The gentle reader should understand there’s a very
significant government bureaucracy dedicated to student loan forgiveness…but it
seems like they are far more dedicated to denying forgiveness than anything
else. Does anyone make it through the endless minefields?
Through the end of June, more than 28,000 borrowers have
applied for loan forgiveness under the PSLF program. Of them, precisely 96 borrowers have had their
applications approved,…
--emphasis added.
Even if
exactly 100 borrowers were approved, well, that’s 1 in 280 applicants…and we're not at that level. You are
nearly 30 times more likely to get lung cancer than qualify for loan
forgiveness. At least we don’t have a government bureaucracy to give people
lung cancer, so there’s that.
Keep in
mind, this guy had a loan comparable to a car loan, which most folks can pay
off in less than a decade. After his many years of payments, what’s he down to?
Bradford received a letter informing him he's eligible
to apply. But he's not sure if it's even worth trying. "I know I'm going
to be rejected again," he says. Plus, Bradford only has about $5,000 left
to repay.
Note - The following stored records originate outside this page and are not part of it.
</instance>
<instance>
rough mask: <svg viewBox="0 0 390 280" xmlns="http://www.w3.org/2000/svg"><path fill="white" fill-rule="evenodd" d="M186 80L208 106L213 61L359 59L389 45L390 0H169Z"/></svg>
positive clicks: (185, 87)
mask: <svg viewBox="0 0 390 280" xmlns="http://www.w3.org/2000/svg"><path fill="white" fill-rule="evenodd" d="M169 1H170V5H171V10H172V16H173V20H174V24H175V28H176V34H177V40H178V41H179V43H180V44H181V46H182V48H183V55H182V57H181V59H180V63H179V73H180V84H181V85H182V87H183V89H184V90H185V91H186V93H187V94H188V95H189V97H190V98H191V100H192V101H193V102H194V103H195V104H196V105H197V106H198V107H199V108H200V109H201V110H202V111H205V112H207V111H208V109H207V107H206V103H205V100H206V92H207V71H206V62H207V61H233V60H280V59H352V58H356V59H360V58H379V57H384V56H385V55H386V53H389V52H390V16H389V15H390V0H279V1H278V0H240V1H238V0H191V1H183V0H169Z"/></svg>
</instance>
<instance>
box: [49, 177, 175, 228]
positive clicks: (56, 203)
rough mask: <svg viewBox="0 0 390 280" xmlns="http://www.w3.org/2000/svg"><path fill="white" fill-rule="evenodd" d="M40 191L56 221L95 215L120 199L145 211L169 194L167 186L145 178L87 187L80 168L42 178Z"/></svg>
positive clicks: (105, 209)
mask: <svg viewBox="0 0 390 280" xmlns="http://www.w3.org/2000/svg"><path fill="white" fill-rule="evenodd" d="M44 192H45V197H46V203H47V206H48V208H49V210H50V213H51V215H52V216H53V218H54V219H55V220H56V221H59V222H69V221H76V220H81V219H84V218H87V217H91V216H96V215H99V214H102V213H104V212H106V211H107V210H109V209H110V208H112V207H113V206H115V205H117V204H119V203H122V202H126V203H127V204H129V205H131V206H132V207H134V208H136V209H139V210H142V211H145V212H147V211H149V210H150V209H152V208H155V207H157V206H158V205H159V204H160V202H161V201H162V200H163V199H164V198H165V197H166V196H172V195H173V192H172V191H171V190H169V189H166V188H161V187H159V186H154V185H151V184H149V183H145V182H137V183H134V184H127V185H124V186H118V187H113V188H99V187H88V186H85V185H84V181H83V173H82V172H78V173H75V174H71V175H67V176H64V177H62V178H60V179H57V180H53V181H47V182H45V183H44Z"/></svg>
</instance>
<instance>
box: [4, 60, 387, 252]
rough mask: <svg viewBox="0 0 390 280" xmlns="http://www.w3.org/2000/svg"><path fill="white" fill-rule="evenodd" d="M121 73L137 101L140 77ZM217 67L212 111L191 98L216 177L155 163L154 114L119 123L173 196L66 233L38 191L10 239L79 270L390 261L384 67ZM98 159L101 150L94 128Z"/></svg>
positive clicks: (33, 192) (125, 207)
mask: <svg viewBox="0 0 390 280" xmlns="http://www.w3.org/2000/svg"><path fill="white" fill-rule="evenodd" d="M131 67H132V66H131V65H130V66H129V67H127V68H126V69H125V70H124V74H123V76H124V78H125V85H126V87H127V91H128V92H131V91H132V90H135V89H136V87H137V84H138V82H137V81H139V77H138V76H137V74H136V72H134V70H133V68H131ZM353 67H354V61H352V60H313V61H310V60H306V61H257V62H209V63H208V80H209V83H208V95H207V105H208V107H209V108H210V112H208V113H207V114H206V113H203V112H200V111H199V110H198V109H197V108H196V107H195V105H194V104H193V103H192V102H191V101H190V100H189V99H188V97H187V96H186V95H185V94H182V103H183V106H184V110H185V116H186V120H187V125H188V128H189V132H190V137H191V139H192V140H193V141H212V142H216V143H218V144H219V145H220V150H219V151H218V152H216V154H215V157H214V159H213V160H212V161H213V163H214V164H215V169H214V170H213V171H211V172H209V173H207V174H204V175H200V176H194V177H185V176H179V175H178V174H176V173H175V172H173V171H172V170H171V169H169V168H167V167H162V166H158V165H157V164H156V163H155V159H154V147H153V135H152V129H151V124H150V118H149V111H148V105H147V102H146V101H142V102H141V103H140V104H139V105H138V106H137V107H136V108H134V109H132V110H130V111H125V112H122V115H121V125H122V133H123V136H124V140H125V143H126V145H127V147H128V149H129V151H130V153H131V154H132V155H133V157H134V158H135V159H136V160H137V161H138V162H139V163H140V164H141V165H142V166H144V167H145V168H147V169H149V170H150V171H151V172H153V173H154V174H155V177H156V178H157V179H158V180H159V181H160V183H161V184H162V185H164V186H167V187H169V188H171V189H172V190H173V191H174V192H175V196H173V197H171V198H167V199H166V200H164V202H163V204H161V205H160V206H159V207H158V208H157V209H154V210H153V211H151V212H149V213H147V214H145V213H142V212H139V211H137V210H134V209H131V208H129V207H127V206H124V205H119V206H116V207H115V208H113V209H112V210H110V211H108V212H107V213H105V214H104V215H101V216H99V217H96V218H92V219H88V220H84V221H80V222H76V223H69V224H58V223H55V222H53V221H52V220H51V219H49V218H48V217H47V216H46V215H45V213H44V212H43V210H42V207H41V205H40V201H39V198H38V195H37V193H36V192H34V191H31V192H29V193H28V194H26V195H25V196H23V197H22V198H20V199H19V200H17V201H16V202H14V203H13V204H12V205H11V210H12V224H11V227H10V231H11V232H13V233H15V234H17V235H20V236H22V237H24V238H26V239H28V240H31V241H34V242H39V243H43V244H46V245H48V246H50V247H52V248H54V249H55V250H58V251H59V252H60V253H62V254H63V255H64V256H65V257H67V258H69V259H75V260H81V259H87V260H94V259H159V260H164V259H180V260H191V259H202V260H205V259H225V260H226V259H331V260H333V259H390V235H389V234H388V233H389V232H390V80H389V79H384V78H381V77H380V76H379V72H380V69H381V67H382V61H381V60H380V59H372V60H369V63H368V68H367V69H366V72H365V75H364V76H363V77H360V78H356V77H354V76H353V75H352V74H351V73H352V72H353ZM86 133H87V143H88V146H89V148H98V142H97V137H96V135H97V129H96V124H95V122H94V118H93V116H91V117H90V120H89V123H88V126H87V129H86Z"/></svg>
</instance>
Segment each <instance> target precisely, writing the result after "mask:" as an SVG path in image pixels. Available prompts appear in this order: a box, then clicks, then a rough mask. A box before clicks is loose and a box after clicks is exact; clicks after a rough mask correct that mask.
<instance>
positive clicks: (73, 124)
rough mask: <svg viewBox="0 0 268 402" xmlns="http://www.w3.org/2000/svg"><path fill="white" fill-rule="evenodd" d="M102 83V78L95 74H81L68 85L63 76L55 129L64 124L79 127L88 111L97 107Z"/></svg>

At this point, he and his wife might just pay it off and "be
done with it."
Not to sound
cavalier, but paying it off makes much more sense than continue to jump through
government hoops in an attempt to get those last few thousand forgiven.
I feel the
need to point out the anecdote above is nearly ideal, and still he got nowhere.
Millions of people with student loans were assigned those loans fraudulently,
either via fly-by-night schools which had no interest in education, or even by
state schools who sacrificed quantify over quality, bloating the size of the
campus while doing very little to help all the new kids in the classes.
I know my
blog is insignificant, but I do wish there was a way to at least get the
message out about “student loan forgiveness” programs because they quite
obviously don’t work.
I also applied for loan forgiveness once I had completed 10 years of payments post Oct 2007.
ReplyDeleteMy (current) loan servicer is not a part of the program, so I was denied. Granted when I started counting payments in 2007 I was being serviced by a provider who was a part of the program.
At no point was I given a choice as to whether my loan would be sold (all freely allowed by the Dept. of Education and federal government). In fact, over the decade between 2007 and 2018 my loan was "serviced" by at least 4 different companies.
I had previously tried loan forgiveness twice before. Each time I appealed right up to the ombudsman of the US Dept. of Education and was repeatedly denied. I've taught in Title 1 schools for over 25 years and yet still don't qualify.
Thank you for your "insignificant blog". As another math teacher out here I certainly appreciate it.